1. Field of the Invention
The present invention relates to a method of extracting a call set-up failure probability and a premature disconnect probability, which are quality factors necessary for the quality control of a data communication network, by using network data. In particular, the present invention relates to a method of extracting a call set-up failure probability and a premature disconnect probability by using network data which extracts the call set-up failure probability and the premature disconnect probability by using various call information which are included in communication network data.
2. Description of the Related Art
With the proliferation of information communication services throughout the world, various data communication networks are being constructed and used. However, the problems encountered with these data communication networks are that even though users need high speed/high quality information communication services such as multimedia services, the environment for service provision including data communication networks fails to meet users' needs.
Therefore, the ITU-T has defined quality factors and quality values of data communication in order to provide better services of high quality in providing information communication services by using a data communication network, and has recommended it to be used by communication network operating bodies. Currently, some of the quality factors recommended by the ITU-T are used by almost all communication network operating bodies as their quality standard for a data communication network to control the quality of data communication.
Quality values recommended and used by the ITU-T and communication network operating bodies include the following: a call set-up delay, a call set-up error probability, a call set-up failure probability, a data packet transfer delay, a throughput capacity, a residual error probability, a premature disconnect probability, a premature disconnect stimulus probability, a reset probability, a reset stimulus probability, a clear indication delay, a call clear failure probability, a service availability, and a meantime between service outage.
A method of extracting the call set-up failure probability and the premature disconnect probability was presented by the ITU-T based on the system as shown in FIG. 1. The call set-up failure probability is a measure representing the quality of call set-up, and can be expressed by a rate of the number of call failures to the number of total call attempts. The premature disconnect probability is a measure representing the reliability of user information transmission, and can be expressed by the probability that a virtual call will experience a premature disconnect event for arbitrary intervals due to some causes arising from within the path constituted by the virtual call.
The system in FIG. 1 comprises a measurement control unit 1, a unit subjected to measurement 2, and a measuring device 3 which can monitor a protocol between the measurement control unit 1 and the unit subjected to measurement 2. In accordance with this system environment, a line, which can represent a data communication network, is selected. The measurement control unit 1, the unit subjected to measurement 2, and the measuring device 3 are installed at the center, on the line subjected to measurement, and on the network line, respectively. Then, a call set-up test and a premature disconnect test are performed. In this case, the restrictions at the time of extracting quality values are applied by excluding some conditions such as unavailable conditions.

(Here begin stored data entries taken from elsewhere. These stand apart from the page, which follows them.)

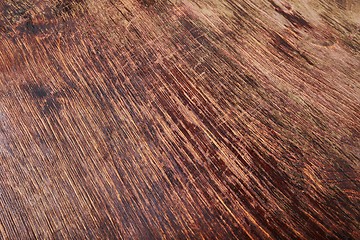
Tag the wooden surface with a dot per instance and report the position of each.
(181, 119)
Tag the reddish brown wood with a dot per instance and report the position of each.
(179, 119)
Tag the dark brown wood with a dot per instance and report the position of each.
(181, 119)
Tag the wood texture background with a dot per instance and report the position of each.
(181, 119)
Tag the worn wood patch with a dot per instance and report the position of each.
(179, 119)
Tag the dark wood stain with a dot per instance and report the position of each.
(179, 119)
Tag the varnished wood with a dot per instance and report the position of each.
(181, 119)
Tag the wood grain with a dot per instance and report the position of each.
(181, 119)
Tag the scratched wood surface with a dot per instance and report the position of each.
(181, 119)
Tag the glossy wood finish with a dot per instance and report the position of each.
(179, 119)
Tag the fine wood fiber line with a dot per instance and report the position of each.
(181, 119)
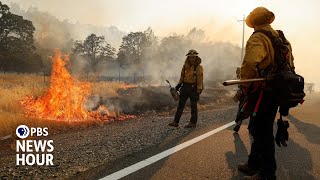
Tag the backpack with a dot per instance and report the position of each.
(287, 85)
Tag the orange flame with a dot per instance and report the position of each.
(65, 98)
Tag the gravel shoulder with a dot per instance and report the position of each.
(77, 152)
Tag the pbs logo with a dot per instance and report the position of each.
(22, 131)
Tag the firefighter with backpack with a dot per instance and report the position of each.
(262, 59)
(190, 86)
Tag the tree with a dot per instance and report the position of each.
(16, 42)
(196, 35)
(95, 49)
(136, 47)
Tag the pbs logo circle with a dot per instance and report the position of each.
(22, 131)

However, the present packet-switched public data network (PSPDN) is spread over wide areas, and the number of lines is spread over several ten thousands. Therefore, the quality value calculated based on a selected portion of the total lines of the packet-switched public data network may not represent the quality of the whole packet-switched public data network. In the past, a data communication network supported a low speed model protocol, however, various speeds and protocols are currently supported by the communication network. For this reason, the measurement control unit 1, the unit subjected to measurement 2, and the measuring device 3 which can monitor a protocol between the measurement control unit 1 and the unit subjected to measurement 2 are needed to implement a system which can extract quality values of a communication network with the various speeds and protocols reflected. Also, there were many difficulties in implementing the system because it took a long period to extract quality values. For example, at least 200 call set-up tests, and call maintenance tests over 55 hours must be performed to calculate the quality standard value (type A for the domestic purpose) which is 5.times.10.sup.-3 for a call set-up failure probability, and 5.times.10.sup.-6 for a premature disconnect probability. This method estimates the quality value of the whole packet-switched public data network by using a few sample lines. Therefore, it is difficult to locate local lines whose quality have been degraded, to separate them from the network, and to analyze the cause of the degradation for improving the quality of a communication network. It is also difficult to reflect quality values into the design and engineering of the packet-switched public data network. Further, it is very costly to implement such a system.
Therefore, there have been problems in the art that the method of extracting quality values in accordance with the ITU-T is not adequate in view of the representativeness of quality values, the costs of implementing the system, and the efficiency of quality control; therefore the method is not adequate for use by communication network operating bodies.